I’m interested in interviewing his parents about Daniel’s foray into the digerati sphere and the public eye, how it’s impacted their home life and  how he fits in being a regular teen with professionalism far beyond his years.

After all, Daniel claims only about 10 kids in his high school even KNOW “what he does” outside of the classroom, so he’s leading a bit of a double-life…which intrigues me too…

For now, though, I’ll close and merely add other notes and highlights in a separate post as this is getting long, and teens prefer 140 character nuggets to windy blather as a rule…

Here’s the much-mentioned “Did You Know” video that opened the conference with a few stats that even left Daniel in awe. Glad to see he’s still shockable.

After all, as Anastasia Goodstein publisher of Ypulse and author of Totally Wired reminds us in this headline story, “These are not your typical teens.”

Did You Know? 2008 Update By Fisch & McLeod

“3.0 for 2008 – Newly Revised Edition Created by Karl Fisch, and modified by Scott McLeod; Globalization & The Information Age.

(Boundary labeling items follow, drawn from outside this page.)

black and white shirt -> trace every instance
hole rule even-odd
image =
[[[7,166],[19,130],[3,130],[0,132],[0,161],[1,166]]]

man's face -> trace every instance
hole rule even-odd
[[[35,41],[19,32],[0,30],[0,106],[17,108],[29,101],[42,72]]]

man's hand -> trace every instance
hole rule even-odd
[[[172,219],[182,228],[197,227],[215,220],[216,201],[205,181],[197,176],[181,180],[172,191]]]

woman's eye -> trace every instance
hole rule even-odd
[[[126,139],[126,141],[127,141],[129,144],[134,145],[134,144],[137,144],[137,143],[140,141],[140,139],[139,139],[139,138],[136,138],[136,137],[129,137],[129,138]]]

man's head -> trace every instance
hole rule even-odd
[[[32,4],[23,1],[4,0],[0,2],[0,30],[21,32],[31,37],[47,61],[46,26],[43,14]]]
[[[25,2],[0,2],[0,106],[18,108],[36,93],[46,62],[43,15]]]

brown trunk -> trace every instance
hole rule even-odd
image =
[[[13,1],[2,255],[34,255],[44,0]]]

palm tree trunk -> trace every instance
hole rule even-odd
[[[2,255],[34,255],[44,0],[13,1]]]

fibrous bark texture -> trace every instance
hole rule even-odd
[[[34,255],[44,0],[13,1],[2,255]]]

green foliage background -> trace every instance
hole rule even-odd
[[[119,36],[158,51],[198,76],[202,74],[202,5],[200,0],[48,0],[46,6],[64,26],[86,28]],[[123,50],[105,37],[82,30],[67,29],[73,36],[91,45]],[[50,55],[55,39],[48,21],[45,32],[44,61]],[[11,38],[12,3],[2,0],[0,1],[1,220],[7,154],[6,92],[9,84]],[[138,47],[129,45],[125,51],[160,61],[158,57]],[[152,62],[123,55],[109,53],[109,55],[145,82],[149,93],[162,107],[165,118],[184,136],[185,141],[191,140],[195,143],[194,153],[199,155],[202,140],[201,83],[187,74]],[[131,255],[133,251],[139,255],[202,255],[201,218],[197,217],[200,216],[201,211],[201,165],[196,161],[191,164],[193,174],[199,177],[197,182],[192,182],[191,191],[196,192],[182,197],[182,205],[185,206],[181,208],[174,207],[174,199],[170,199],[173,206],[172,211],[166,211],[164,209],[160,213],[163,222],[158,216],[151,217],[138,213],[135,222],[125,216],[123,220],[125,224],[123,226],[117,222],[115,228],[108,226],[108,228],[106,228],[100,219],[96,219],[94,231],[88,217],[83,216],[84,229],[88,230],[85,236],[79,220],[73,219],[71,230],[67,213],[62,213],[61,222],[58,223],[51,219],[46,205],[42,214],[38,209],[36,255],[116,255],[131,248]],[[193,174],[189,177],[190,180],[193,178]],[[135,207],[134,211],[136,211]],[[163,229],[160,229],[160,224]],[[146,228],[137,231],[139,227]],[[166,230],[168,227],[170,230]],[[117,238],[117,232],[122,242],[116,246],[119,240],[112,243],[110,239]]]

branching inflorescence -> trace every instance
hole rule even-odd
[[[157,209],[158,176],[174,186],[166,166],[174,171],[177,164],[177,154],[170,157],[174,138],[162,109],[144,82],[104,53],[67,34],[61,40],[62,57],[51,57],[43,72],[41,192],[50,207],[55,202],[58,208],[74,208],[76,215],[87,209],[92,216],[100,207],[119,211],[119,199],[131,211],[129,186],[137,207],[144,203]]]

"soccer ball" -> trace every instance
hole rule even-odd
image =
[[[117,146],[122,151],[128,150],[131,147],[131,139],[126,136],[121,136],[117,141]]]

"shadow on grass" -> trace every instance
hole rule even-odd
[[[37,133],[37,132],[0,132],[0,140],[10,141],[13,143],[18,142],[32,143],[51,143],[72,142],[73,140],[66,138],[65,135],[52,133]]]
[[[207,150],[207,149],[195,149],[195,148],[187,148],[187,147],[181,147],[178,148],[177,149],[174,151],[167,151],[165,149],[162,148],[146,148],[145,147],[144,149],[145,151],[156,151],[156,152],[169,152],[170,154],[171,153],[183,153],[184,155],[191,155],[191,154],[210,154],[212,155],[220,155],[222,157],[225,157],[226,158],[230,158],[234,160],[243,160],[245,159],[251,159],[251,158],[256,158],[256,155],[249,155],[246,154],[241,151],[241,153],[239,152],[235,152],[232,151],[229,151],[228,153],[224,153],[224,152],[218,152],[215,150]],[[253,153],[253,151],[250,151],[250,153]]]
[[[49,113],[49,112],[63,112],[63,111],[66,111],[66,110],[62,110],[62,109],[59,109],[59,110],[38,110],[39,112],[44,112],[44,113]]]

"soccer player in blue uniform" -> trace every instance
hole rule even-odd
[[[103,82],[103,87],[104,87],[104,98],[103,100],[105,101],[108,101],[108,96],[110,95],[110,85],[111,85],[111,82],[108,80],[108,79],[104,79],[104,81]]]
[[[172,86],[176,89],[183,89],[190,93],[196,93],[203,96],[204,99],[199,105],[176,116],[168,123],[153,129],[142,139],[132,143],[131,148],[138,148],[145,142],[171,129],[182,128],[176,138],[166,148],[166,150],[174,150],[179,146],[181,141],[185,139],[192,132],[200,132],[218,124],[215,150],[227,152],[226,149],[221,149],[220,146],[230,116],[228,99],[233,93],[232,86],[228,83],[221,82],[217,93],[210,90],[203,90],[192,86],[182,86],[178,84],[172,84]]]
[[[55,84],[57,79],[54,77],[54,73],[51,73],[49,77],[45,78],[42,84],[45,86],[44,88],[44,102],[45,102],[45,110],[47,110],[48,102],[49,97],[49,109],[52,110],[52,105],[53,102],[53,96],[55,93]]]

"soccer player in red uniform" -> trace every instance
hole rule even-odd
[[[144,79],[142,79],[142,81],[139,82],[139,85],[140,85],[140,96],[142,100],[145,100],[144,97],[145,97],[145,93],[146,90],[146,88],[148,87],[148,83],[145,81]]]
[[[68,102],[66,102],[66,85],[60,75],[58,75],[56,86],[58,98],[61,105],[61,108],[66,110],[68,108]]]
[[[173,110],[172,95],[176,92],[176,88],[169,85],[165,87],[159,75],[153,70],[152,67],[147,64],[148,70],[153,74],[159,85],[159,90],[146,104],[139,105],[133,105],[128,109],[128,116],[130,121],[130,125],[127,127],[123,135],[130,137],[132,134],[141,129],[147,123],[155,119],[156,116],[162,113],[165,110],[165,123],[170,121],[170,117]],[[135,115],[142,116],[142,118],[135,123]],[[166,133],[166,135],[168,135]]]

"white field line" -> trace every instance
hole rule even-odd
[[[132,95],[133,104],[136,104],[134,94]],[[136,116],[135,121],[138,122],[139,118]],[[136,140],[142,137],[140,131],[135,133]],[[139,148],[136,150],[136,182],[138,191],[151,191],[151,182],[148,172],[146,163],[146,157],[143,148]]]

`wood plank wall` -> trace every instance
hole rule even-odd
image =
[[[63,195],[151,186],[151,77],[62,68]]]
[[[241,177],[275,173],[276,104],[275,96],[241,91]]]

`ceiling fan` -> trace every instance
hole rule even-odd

It was even adapted by Sony BMG at an executive meeting they held in Rome this year. Credits are also given to Scott McLeod, Jeff Brenman”

Amy’s Notes:

As I posted on the Teens in Tech Conference blog, here are the origins and iterations of the popular video  Did You Know?

Video Creators: Karl Fisch —An IT teacher in Colorado who won an edublogger award for the work, blogging at The Fisch Bowl and Scott McLeod, PhD from Iowa State University who blogs at Dangerously Irrelevant (Both use their full names on gmail)

For more on the backstory of the origins/iterations of this cool video, the wiki is updated at Shift Happens, and its use is open source via Creative Commons Attribution Non-Commercial Share-Alike license.

I picked up this version above on YouTube here, but the Teens in Tech 2009 Conference Blog version has some interesting commentary/media literacy analysis via pop-up boxes challenging some of the factoids via Johny Radio, so check it out too! I love the seamless dialog that emerges in this Age of Conversation! Good critical thinking skills…

Credits: Obama’s Social media toolkit via Edelman, with a hat tip to David Kinard of Marketability and fellow AOC author and Conversation Agent Valerie Maltoni‘s piece in Social Media Today: Remake the Bully Pulpit

Visual Credits: Snoopy Surfing via MaxieGraphics.com , Enrique from Ypulse, Brusilovsky avatar from Twitter, and Trinh’s photo from Facebook; all other visuals from their respective presentations/sites and the Teens in Tech Conf blog.

2-5-09 Update: Daniel’s just announced a 2 month leave of absence on the Teens in Tech blog to deal with his school work. As one who knows it well, “something’s gotta give.”

Good for you, Daniel! Do have your folks give me a call…



  1. This must have been a wonderful conference. Wish I was there just to hear the stories and see the presentations that you described. Great energy and enthusiasm. Thanks for sharing this.